Excel add-in Microsatellite toolkit was used to calculate basic indexes and Genepop on the web (http://genepop.curtin.edu.au/) was used to calculate Hardy Weinberg Expectations (HWE) and linkage disequilibrium (LD) (Raymond and Rousset 1995, Rousset 2008). Micro-Checker v2.2.3 was used to investigate presence of null alleles (van Oosterhout et al. 2004).
Here we report six polymorphic microsatellite markers for the flood-water mosquito Ae. sticticus. Initially, we tested 82 markers developed for other mosquito species for cross-species amplification. Only two amplified in Ae. sticticus and one of these was polymorphic (Table 1). This polymorphic microsatellite marker was originally isolated in Aedes japonicus (Widdel et al. 2005). The low success rate when testing cross-species microsatellites shows the need to isolate specific markers specifically for the species of interest. Twenty-eight sequences containing microsatellite motifs from the 331 clones were selected for primer design, PCR optimization, and testing. After discarding failed amplifications, smears, and primer pairs amplifying multiple bands, five loci were identified as highly interesting and used for subsequent analysis.
The characteristics of the isolated and tested Ae. sticticus primer pairs are summarized in Table 1. The developed polymorphic markers for Ae. sticticus yielded between two and eight alleles and the observed heterozygosities range varied between 0.05 and 0.63. Of the developed markers, two did not conform to HWE (Table 1). Since S2D12_A and S2D12_B were developed from the same sequence, they are strongly linked and the need to use both markers for population genetic studies is small, as many methods assume no LD. However, for other uses they can have value. The marker S1G11 showed presence of null alleles. Clearing for the markers not in HWE, no locus pair showed evidence for LD (supporting information). Sequences used for primer design for the five loci can be found in the supporting information.
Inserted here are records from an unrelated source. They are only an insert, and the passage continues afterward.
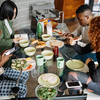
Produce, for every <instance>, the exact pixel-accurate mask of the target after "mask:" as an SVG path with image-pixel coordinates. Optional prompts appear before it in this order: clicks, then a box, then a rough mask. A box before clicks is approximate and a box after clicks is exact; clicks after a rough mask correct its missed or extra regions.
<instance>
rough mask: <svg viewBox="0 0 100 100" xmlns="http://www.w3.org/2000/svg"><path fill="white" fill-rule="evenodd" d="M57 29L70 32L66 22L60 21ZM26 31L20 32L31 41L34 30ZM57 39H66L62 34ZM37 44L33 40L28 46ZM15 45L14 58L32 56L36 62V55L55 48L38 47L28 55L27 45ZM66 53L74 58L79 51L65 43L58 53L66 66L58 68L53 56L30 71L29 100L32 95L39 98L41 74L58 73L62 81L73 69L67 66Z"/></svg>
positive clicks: (27, 81) (28, 56)
mask: <svg viewBox="0 0 100 100" xmlns="http://www.w3.org/2000/svg"><path fill="white" fill-rule="evenodd" d="M57 29H61V30H63V31H65V33H70V32H69V30H68V27H67V25H66V24H65V23H59V24H58V26H57ZM26 30H27V29H25V31H26ZM25 31H24V30H19V31H18V34H22V33H24V34H25V33H26V34H28V39H29V41H30V37H29V35H30V34H31V33H32V31H28V30H27V32H25ZM33 35H34V38H35V39H36V34H33ZM56 40H60V41H63V42H64V40H63V39H62V38H61V36H56ZM36 46H37V44H31V41H30V42H29V45H28V47H35V48H36ZM15 47H16V51H15V52H14V53H13V56H12V59H19V58H25V59H26V58H31V59H33V60H34V61H35V62H36V56H37V55H41V52H42V51H44V50H51V51H53V48H50V47H47V46H46V47H44V48H38V49H36V52H35V54H34V55H33V56H27V55H26V53H25V51H24V49H25V47H20V45H19V44H18V43H17V44H15ZM64 54H67V55H68V56H69V57H71V58H72V57H74V56H75V55H76V54H77V53H76V52H75V50H74V49H73V48H72V47H71V46H70V45H68V44H64V45H63V46H62V47H61V48H59V55H58V56H59V57H63V58H64V60H65V62H64V68H61V69H59V68H57V61H54V60H53V57H52V59H50V60H47V61H46V63H44V64H43V65H42V66H37V63H36V66H35V68H33V69H32V70H30V71H29V73H30V76H29V79H28V81H27V82H26V85H27V88H28V92H27V95H26V98H27V100H28V97H30V98H31V97H34V99H33V100H38V99H37V98H36V95H35V88H36V87H37V86H38V85H39V83H38V77H39V76H40V75H42V74H44V73H53V74H55V75H57V76H58V77H59V78H60V82H62V81H63V80H64V78H65V76H66V74H67V73H68V72H69V71H70V70H71V69H69V68H68V67H67V66H66V61H67V60H68V58H66V57H65V56H64ZM59 73H62V74H61V75H59ZM59 84H60V83H59ZM58 86H59V85H58ZM58 86H57V87H58ZM81 96H82V95H81ZM66 97H67V96H66ZM83 97H84V95H83ZM85 97H86V96H85ZM67 98H68V97H67ZM59 99H60V97H57V98H55V100H59ZM12 100H13V99H12ZM25 100H26V99H25ZM61 100H67V99H65V98H62V99H61ZM68 100H70V99H68ZM71 100H74V99H71ZM76 100H78V99H76ZM79 100H83V99H79Z"/></svg>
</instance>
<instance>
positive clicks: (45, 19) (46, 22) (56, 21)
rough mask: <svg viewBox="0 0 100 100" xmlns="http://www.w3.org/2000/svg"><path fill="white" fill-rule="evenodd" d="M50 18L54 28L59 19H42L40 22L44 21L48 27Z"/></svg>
mask: <svg viewBox="0 0 100 100" xmlns="http://www.w3.org/2000/svg"><path fill="white" fill-rule="evenodd" d="M48 20H50V21H51V24H52V28H56V26H57V25H58V21H57V20H54V19H50V18H48V19H41V20H39V22H44V27H45V28H46V27H47V23H48Z"/></svg>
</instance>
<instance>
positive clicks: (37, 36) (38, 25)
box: [37, 23, 42, 39]
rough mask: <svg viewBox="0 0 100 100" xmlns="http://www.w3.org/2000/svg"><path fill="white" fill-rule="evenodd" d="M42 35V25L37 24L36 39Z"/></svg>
mask: <svg viewBox="0 0 100 100" xmlns="http://www.w3.org/2000/svg"><path fill="white" fill-rule="evenodd" d="M41 35H42V25H41V23H38V25H37V37H38V38H39V39H40V38H41Z"/></svg>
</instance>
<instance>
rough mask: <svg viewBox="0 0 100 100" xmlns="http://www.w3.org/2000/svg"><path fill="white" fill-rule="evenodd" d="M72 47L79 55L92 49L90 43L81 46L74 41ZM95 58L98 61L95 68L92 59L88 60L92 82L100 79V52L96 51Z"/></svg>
mask: <svg viewBox="0 0 100 100" xmlns="http://www.w3.org/2000/svg"><path fill="white" fill-rule="evenodd" d="M73 48H74V49H75V51H76V52H77V53H78V54H80V55H83V54H86V53H90V52H91V51H93V49H92V48H91V44H90V43H89V44H87V45H86V46H85V47H81V46H79V45H78V44H77V43H76V44H75V45H73ZM96 58H97V61H98V66H97V68H95V64H94V62H93V61H90V62H89V64H88V67H89V73H90V77H91V78H92V80H93V81H94V82H99V81H100V52H96Z"/></svg>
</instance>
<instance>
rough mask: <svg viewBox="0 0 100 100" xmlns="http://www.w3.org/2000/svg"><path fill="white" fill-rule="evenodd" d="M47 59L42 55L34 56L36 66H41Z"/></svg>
mask: <svg viewBox="0 0 100 100" xmlns="http://www.w3.org/2000/svg"><path fill="white" fill-rule="evenodd" d="M46 61H47V60H46V59H45V58H44V57H43V56H42V55H37V56H36V62H37V66H42V65H43V64H44V63H45V62H46Z"/></svg>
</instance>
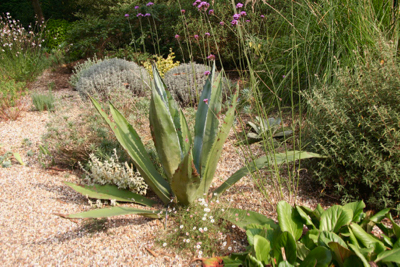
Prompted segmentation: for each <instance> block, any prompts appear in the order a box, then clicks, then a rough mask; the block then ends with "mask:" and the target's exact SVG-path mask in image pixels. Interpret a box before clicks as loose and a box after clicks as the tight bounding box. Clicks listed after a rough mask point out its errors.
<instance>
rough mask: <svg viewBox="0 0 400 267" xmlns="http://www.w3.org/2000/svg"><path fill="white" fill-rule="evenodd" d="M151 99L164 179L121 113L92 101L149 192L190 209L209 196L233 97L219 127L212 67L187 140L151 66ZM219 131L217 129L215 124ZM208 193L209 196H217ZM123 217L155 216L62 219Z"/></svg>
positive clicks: (292, 152)
mask: <svg viewBox="0 0 400 267" xmlns="http://www.w3.org/2000/svg"><path fill="white" fill-rule="evenodd" d="M153 74H154V80H153V82H152V98H151V103H150V116H149V117H150V129H151V134H152V137H153V141H154V144H155V148H156V151H157V153H158V156H159V159H160V162H161V165H162V167H163V169H164V173H165V176H166V177H163V176H162V175H161V174H160V173H158V172H157V169H156V167H155V166H154V165H153V163H152V161H151V159H150V157H149V155H148V154H147V152H146V149H145V147H144V145H143V143H142V141H141V139H140V137H139V135H138V134H137V132H136V131H135V130H134V129H133V127H132V125H130V124H129V123H128V122H127V120H126V119H125V118H124V117H123V116H122V115H121V113H120V112H119V111H118V110H116V109H115V108H114V106H113V105H112V104H110V112H111V116H112V118H111V117H108V115H107V114H106V113H105V112H104V110H103V109H102V108H101V106H100V104H99V103H98V102H97V101H96V100H94V99H92V102H93V104H94V106H95V107H96V108H97V110H98V111H99V113H100V114H101V115H102V117H103V118H104V119H105V120H106V122H107V123H108V124H109V126H110V127H111V129H112V130H113V132H114V133H115V136H116V138H117V139H118V141H119V142H120V144H121V145H122V146H123V147H124V148H125V150H126V151H127V152H128V153H129V155H130V156H131V158H132V160H133V162H134V164H135V166H136V168H137V170H138V171H139V172H140V174H141V176H142V177H143V178H144V180H145V181H146V183H147V184H148V185H149V187H150V188H151V189H152V190H153V191H154V192H155V193H156V194H157V196H158V197H159V198H160V199H161V200H162V202H164V204H169V203H170V202H172V201H175V202H176V203H178V204H180V205H190V204H191V203H193V202H194V200H195V199H197V198H200V197H204V195H208V194H209V187H210V185H211V182H212V180H213V178H214V173H215V171H216V168H217V163H218V158H219V157H220V155H221V153H222V147H223V144H224V142H225V140H226V138H227V137H228V134H229V131H230V129H231V126H232V124H233V120H234V113H235V108H236V103H237V97H238V92H236V94H235V95H234V97H233V101H232V104H231V106H230V107H229V108H228V111H227V112H226V114H225V118H224V120H223V122H222V124H221V123H220V118H219V117H220V111H221V100H222V85H221V77H222V72H220V73H219V75H218V76H216V74H215V64H214V66H213V68H212V70H211V73H210V75H209V78H208V79H207V81H206V83H205V85H204V88H203V92H202V94H201V97H200V101H199V104H198V110H197V113H196V120H195V126H194V138H192V136H191V134H190V131H189V128H188V125H187V122H186V119H185V117H184V116H183V113H182V111H181V110H179V109H178V107H177V104H176V103H175V101H174V100H173V98H172V97H171V94H170V93H169V92H168V91H167V90H166V89H165V84H164V82H163V80H162V79H161V77H160V75H159V73H158V71H157V68H156V67H155V66H153ZM220 124H221V126H220V127H219V125H220ZM289 154H290V155H289V157H288V156H287V154H285V155H275V157H274V160H277V161H278V162H277V163H278V164H279V163H282V162H285V161H287V159H288V158H289V159H290V160H295V159H299V158H309V157H315V156H318V155H317V154H313V153H307V152H299V151H294V152H291V153H289ZM271 160H272V159H271V158H270V157H267V156H264V157H261V158H259V159H257V160H255V161H253V162H252V164H251V165H249V166H245V167H243V168H241V169H240V170H238V171H237V172H236V173H234V174H233V175H232V176H231V177H230V178H229V179H228V180H226V181H225V183H223V184H222V185H221V186H220V187H219V188H217V189H216V190H215V191H214V193H216V194H221V193H222V192H224V191H225V190H226V189H228V188H229V187H230V186H232V185H233V184H235V183H236V182H237V181H239V180H240V179H241V178H242V177H243V176H245V175H247V174H248V173H250V172H252V171H255V170H257V169H260V168H262V167H265V166H267V165H268V163H269V162H271ZM67 185H69V186H71V187H72V188H73V189H74V190H76V191H78V192H80V193H82V194H84V195H87V196H88V197H93V198H102V199H110V200H111V199H115V200H119V201H128V202H137V203H139V204H143V205H147V206H152V205H153V204H154V203H155V202H154V201H152V200H149V199H146V198H145V197H143V196H140V195H136V194H134V193H132V192H129V191H124V190H117V189H116V188H115V187H113V186H110V185H108V186H98V185H95V186H85V187H81V186H77V185H73V184H70V183H68V184H67ZM216 194H213V195H216ZM122 214H141V215H144V216H149V217H157V214H159V212H155V211H149V210H140V209H135V208H130V207H113V208H106V209H100V210H91V211H88V212H83V213H79V214H72V215H68V216H64V217H66V218H87V217H107V216H114V215H122Z"/></svg>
These five microsatellites isolated from Ae. sticticus, and the single cross-species reactive microsatellite from Aedes japonicas, will prove useful to characterize the population genetic structure of Ae. sticticus. However, additional microsatellites are probably needed to give a good resolution on the population genetic structure. Very little is known about the genome and genome size of Ae. sticticus; only a few sequences are available on Genebank but in other mosquito species there have been reports of a high percentage of microsatellite repeats within repetitive elements (Chambers et al. 2007, Widdel et al. 2005). We found many of the specifically developed markers yielded multiple fragment peaks when analyzing them. Based on the multiple peaks, we can assume that at least some of the loci are located in repetitive elements and thus unsuitable for genetic analysis. We also found very low levels of cross species amplification (2.4%). Although cross species amplification success decreases with phylogenetic distance and redesigned primers can increase the success ratio, the markers are subjected to decreased allelic richness and a most often lowered annealing temperature (Primmer et al. 2005, Smith et al. 2005). Thus, to achieve a good set of microsatellites for mosquitoes, isolation seems to be needed for each species.